Tudo isso acaba refletindo no atendimento ao público. Nas Varas de Família, em que os processos costumam envolver situações sensíveis e de resposta rápida, os servidores relatam que precisam lidar diariamente com pedidos de prioridade e cobranças por andamento imediato. 

"Aqui todo mundo acha que o processo dele é urgente. E, na verdade, quase todos são. Mas existe uma ordem de trabalho. Se a gente passa um processo na frente porque alguém ligou várias vezes, outro, mais antigo, acaba ficando para trás."

Os relatos revelam ainda preocupação crescente com o adoecimento das equipes. Com servidores afastados por problemas de saúde e outros em teletrabalho por recomendação médica, a carga acaba sendo redistribuída entre quem permanece presencialmente.

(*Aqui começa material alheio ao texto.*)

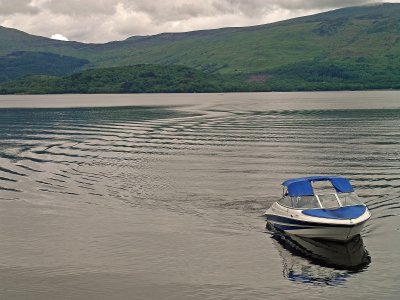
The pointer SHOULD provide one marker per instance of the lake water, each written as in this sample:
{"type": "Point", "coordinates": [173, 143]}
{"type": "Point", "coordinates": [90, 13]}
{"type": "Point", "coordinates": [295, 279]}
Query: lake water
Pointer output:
{"type": "Point", "coordinates": [162, 196]}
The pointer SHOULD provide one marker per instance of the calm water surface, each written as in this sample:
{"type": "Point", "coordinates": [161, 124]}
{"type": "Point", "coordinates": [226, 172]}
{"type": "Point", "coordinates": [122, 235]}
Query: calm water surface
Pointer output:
{"type": "Point", "coordinates": [162, 196]}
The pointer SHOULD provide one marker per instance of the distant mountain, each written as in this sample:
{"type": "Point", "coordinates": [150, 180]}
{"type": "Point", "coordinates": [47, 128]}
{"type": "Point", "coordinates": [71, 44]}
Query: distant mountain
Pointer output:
{"type": "Point", "coordinates": [356, 47]}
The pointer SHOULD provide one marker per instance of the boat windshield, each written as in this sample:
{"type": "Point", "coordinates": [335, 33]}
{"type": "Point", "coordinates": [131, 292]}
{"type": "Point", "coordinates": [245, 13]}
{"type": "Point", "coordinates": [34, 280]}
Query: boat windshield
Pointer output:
{"type": "Point", "coordinates": [328, 201]}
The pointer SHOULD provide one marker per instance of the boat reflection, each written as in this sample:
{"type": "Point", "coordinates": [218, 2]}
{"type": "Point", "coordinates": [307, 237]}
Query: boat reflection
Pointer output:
{"type": "Point", "coordinates": [320, 262]}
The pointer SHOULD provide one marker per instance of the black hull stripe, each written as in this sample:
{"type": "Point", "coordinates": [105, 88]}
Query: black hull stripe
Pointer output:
{"type": "Point", "coordinates": [288, 221]}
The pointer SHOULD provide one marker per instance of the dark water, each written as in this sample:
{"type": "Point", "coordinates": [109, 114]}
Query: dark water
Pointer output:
{"type": "Point", "coordinates": [162, 196]}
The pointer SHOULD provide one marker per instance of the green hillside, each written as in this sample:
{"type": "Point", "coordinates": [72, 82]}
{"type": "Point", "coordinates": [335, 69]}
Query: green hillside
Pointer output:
{"type": "Point", "coordinates": [130, 79]}
{"type": "Point", "coordinates": [22, 63]}
{"type": "Point", "coordinates": [352, 48]}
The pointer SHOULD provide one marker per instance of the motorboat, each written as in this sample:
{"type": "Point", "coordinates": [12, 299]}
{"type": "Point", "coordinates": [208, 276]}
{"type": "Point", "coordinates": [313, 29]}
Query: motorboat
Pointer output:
{"type": "Point", "coordinates": [320, 262]}
{"type": "Point", "coordinates": [322, 207]}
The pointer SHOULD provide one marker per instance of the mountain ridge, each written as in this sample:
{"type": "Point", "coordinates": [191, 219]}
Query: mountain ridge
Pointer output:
{"type": "Point", "coordinates": [359, 43]}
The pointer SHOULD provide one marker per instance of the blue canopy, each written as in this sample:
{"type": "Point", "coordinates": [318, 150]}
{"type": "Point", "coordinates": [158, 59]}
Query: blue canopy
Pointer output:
{"type": "Point", "coordinates": [302, 186]}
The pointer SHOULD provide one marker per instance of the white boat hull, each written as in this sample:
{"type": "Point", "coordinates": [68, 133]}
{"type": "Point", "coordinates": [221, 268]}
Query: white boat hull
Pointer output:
{"type": "Point", "coordinates": [293, 222]}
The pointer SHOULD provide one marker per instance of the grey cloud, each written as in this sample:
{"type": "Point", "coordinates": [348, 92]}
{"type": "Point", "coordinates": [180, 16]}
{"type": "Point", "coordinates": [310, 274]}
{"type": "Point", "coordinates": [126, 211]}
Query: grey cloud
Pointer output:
{"type": "Point", "coordinates": [79, 7]}
{"type": "Point", "coordinates": [8, 7]}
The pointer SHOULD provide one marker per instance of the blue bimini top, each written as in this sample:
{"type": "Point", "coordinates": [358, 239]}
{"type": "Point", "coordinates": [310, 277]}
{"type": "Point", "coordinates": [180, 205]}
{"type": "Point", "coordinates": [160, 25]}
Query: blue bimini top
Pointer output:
{"type": "Point", "coordinates": [302, 186]}
{"type": "Point", "coordinates": [342, 213]}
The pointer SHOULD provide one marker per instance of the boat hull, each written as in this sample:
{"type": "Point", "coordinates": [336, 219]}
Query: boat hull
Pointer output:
{"type": "Point", "coordinates": [321, 231]}
{"type": "Point", "coordinates": [294, 222]}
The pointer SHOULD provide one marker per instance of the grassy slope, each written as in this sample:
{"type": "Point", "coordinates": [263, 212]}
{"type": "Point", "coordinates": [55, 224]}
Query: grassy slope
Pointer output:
{"type": "Point", "coordinates": [129, 79]}
{"type": "Point", "coordinates": [350, 48]}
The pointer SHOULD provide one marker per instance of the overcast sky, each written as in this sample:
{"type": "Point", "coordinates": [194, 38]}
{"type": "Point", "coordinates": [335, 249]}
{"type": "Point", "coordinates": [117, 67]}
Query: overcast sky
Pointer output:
{"type": "Point", "coordinates": [107, 20]}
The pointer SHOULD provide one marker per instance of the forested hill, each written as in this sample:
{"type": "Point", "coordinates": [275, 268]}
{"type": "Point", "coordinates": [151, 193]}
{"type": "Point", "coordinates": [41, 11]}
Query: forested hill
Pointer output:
{"type": "Point", "coordinates": [349, 48]}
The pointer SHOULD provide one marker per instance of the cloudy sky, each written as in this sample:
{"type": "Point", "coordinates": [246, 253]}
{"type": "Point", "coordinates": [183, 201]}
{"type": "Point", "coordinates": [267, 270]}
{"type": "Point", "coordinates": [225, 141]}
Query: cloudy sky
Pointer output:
{"type": "Point", "coordinates": [106, 20]}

Em alguns momentos, apenas dois ou três trabalhadores ficam responsáveis por atividades essenciais da unidade.

"Se alguém entra de férias, adoece ou precisa se ausentar, praticamente não existe substituição. O serviço fica descoberto", resumiu um dos servidores.

Os relatos reforçam uma preocupação antiga do Sindijus: a de que a redução do número de servidores, sem reposição equivalente, tem ampliado a pressão sobre as equipes e comprometido o funcionamento das unidades judiciais.

Para o coordenador de Saúde e Relações de Trabalho do Sindijus e servidor lotado na 25ª Vara Cível, Milton Cruz Jr., o cenário nas secretarias ultrapassou o limite técnico e se tornou uma crise de saúde ocupacional.


"O que estamos testemunhando no chão das unidades é o esgotamento físico e mental dos servidores. O Tribunal adota uma política de cortes e metas baseada em planilhas frias, ignorando que há pessoas reais adoecendo para tentar manter a máquina funcionando", alerta Milton. "Retirar trabalhadores de varas com essa complexidade e exigir que o fluxo diário permaneça o mesmo é empurrar a categoria para o adoecimento e para o burnout. Não há resiliência que resista ao acúmulo forçado de funções sem a devida recomposição do quadro."